I.B. : Le nouveau dispositif d'investissement locatif Scellier vient de voir le jour. Quel est son principe et qu'en attendez-vous ?


>C. B. : Ce nouveau dispositif de réduction d'impôt vise à favoriser l'investissement locatif privé introduit par la loi de finances rectificative pour 2008.


Il permet aux particuliers qui investissent, en 2009 et 2010, de déduire de leurs impôts 25 % du prix (300 000 € maximum) des logements acquis ou construits. Cette déduction s'étale sur 9 ans, le taux passera à 20 % en 2011 et 2012. Ce nouveau dispositif prend fin au 31 décembre 2012 et ne s'applique qu'aux logements situés en zone où le marché locatif est tendu. Dans le contexte actuel de la crise de l'immobilier et du logement, notre objectif est de soutenir la production de logements pour répondre au mieux aux besoins des Français.

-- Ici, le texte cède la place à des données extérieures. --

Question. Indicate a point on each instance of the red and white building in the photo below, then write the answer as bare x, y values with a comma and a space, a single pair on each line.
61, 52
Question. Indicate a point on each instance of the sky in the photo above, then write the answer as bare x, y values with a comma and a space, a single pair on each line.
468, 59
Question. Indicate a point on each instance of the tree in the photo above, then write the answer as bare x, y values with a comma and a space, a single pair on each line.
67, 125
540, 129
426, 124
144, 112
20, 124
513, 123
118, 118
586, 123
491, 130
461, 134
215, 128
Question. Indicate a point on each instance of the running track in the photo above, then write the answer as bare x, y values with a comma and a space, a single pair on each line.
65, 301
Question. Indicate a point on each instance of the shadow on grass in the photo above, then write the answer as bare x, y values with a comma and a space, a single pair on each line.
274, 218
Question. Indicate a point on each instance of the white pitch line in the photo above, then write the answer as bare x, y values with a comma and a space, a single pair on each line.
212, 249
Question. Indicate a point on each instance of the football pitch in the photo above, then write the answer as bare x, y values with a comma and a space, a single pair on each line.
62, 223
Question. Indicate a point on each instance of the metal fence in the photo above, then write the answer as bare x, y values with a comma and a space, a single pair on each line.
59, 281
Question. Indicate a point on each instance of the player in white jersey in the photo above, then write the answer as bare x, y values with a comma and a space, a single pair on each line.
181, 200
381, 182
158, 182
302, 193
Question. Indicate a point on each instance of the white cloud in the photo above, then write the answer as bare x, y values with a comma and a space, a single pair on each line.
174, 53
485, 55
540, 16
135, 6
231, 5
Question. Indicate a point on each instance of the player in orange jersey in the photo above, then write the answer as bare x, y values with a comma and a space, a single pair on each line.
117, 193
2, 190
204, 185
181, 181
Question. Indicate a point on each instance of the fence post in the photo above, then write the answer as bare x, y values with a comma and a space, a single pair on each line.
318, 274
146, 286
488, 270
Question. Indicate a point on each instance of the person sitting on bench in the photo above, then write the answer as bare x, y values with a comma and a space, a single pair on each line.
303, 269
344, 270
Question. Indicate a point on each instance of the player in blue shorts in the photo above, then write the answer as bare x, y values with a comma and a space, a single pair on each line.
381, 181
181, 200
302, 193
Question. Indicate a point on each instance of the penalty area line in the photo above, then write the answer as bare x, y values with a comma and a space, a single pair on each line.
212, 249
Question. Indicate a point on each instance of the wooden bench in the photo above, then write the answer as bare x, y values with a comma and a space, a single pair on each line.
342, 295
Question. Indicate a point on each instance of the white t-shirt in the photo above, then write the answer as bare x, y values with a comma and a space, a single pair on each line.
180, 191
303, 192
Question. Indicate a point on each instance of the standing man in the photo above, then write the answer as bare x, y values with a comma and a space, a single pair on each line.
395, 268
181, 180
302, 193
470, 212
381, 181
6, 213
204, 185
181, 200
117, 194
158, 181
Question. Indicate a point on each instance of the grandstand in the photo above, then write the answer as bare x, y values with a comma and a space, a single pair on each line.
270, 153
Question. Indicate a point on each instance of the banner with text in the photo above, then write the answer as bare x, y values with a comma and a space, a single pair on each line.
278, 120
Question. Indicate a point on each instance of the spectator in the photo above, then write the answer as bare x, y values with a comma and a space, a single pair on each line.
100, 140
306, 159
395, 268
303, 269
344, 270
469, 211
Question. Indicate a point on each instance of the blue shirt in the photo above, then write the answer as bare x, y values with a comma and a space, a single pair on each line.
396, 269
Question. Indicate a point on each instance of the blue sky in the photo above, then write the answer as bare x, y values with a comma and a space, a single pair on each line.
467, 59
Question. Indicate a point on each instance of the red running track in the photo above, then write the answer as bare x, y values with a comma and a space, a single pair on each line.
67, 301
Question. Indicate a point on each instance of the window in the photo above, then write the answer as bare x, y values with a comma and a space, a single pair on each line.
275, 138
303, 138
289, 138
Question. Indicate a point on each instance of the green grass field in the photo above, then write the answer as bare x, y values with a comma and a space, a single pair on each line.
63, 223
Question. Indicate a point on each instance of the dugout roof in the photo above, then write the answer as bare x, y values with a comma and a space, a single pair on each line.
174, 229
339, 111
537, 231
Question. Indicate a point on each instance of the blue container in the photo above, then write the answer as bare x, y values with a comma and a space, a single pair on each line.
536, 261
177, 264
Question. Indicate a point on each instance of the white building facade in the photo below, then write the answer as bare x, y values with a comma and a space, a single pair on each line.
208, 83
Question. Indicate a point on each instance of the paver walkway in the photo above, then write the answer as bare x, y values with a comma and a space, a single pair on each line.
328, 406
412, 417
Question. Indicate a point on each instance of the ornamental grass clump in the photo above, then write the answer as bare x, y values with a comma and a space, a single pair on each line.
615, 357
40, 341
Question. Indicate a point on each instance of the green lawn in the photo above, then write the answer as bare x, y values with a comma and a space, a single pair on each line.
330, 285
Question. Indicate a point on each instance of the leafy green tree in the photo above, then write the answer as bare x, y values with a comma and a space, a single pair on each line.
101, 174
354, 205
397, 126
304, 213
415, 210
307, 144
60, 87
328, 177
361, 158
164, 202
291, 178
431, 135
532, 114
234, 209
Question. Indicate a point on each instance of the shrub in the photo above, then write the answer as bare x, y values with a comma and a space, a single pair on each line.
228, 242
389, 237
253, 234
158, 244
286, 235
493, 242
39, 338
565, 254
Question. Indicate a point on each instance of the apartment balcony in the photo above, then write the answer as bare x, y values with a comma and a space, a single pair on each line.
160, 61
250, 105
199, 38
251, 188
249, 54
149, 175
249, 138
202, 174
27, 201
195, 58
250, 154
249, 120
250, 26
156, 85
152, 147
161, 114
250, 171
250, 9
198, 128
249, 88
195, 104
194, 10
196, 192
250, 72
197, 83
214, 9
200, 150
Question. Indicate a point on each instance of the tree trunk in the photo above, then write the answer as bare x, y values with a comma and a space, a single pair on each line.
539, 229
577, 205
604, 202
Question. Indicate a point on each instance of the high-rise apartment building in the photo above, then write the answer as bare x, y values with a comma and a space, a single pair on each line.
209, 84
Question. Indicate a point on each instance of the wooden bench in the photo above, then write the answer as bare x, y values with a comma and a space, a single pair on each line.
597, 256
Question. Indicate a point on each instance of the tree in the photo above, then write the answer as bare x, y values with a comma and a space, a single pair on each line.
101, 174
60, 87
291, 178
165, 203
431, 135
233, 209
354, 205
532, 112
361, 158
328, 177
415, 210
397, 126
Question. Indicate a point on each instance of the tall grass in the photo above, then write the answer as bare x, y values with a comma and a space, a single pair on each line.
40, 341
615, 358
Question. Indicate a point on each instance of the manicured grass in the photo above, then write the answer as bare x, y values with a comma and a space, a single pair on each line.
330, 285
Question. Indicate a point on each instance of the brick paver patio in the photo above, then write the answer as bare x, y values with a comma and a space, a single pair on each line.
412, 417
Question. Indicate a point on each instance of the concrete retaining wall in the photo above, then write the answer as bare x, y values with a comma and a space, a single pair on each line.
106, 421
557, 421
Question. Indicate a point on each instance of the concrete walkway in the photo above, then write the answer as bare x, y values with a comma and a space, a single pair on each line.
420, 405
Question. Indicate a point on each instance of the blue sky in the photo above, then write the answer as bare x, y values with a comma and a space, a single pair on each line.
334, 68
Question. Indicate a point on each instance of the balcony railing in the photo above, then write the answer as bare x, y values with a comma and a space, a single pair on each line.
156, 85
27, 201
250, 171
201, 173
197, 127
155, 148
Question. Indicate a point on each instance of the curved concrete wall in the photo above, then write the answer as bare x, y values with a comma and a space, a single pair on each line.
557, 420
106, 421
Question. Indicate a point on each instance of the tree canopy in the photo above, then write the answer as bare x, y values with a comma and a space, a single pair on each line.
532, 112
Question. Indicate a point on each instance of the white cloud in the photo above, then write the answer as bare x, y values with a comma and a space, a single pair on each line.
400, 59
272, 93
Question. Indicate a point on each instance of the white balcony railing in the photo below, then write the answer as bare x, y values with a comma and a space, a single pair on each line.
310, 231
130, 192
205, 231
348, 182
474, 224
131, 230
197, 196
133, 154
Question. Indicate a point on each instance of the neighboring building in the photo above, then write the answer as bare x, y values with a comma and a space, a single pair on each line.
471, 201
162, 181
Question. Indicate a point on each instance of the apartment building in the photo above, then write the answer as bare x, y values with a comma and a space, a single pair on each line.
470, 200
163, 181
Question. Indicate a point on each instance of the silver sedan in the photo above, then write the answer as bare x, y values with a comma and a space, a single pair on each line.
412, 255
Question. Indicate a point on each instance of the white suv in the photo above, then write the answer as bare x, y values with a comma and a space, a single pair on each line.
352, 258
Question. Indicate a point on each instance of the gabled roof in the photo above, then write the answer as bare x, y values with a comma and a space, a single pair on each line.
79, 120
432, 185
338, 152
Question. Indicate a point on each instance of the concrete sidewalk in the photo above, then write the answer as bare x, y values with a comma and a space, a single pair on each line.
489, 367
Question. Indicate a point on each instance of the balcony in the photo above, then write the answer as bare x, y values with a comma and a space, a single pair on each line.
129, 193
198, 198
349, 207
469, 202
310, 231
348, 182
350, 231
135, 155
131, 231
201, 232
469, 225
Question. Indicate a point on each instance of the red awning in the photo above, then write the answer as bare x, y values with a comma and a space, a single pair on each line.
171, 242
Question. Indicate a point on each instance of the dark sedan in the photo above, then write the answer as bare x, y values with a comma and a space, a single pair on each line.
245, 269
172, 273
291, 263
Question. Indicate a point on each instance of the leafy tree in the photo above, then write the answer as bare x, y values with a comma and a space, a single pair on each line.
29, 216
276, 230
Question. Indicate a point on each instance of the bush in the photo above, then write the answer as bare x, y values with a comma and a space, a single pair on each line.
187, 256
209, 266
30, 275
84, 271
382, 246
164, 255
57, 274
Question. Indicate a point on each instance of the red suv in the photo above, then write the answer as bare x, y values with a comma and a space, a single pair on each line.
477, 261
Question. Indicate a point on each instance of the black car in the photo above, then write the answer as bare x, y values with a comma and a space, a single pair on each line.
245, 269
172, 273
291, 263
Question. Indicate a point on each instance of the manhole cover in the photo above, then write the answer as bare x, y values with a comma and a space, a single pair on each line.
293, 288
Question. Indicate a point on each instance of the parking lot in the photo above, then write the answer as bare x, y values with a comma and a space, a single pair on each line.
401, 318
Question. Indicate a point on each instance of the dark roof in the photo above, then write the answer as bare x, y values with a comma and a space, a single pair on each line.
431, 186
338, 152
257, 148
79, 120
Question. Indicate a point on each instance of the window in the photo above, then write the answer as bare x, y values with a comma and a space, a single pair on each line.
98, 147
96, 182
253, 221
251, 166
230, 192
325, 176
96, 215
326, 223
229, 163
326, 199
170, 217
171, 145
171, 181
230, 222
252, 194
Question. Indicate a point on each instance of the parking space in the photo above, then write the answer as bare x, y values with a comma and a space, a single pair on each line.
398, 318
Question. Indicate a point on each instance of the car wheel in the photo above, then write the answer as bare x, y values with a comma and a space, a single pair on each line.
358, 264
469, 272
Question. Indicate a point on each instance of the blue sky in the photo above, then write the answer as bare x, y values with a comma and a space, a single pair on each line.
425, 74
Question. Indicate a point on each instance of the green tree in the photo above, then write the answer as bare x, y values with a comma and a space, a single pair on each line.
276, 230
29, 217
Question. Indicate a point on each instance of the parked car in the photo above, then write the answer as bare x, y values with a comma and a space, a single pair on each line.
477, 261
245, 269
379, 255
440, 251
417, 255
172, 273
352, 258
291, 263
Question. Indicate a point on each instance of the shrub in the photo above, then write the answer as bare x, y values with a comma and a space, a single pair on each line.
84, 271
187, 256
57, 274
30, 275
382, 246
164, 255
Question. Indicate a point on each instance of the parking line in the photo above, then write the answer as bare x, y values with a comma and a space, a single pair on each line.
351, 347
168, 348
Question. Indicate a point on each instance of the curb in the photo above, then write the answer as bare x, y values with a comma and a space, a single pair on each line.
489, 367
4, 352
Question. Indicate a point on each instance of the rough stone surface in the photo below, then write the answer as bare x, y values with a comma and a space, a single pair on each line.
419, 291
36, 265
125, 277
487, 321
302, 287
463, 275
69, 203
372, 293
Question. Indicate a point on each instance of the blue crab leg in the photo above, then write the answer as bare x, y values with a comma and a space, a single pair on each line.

I.B. : Malgré une baisse des prix et des taux d'intérêts, l'immobilier est encore cher en France. Comment relancer l'accession à la propriété ?


>C.B.: Le gouvernement a mis en place le doublement du prêt à 0 % en primo-accession dans le neuf, ce qui permet désormais à des ménages d'emprunter jusqu'à 65 000 € à des conditions très favorables. De plus, si une collectivité accepte d'apporter une aide de 2 000 €, les ménages peuvent également bénéficier, pour les mêmes conditions de ressources, du Passfoncier : celui-ci ouvre droit à la TVA à 5,5 %. Dans ce sens, j'ai demandé une complète mobilisation des banques pour accompagner les ménages. Dans l'ancien, les prix baissent dans certaines agglomérations : il y aura des ajustements de prix, en particulier dans les zones où le marché de l'immobilier est le moins tendu.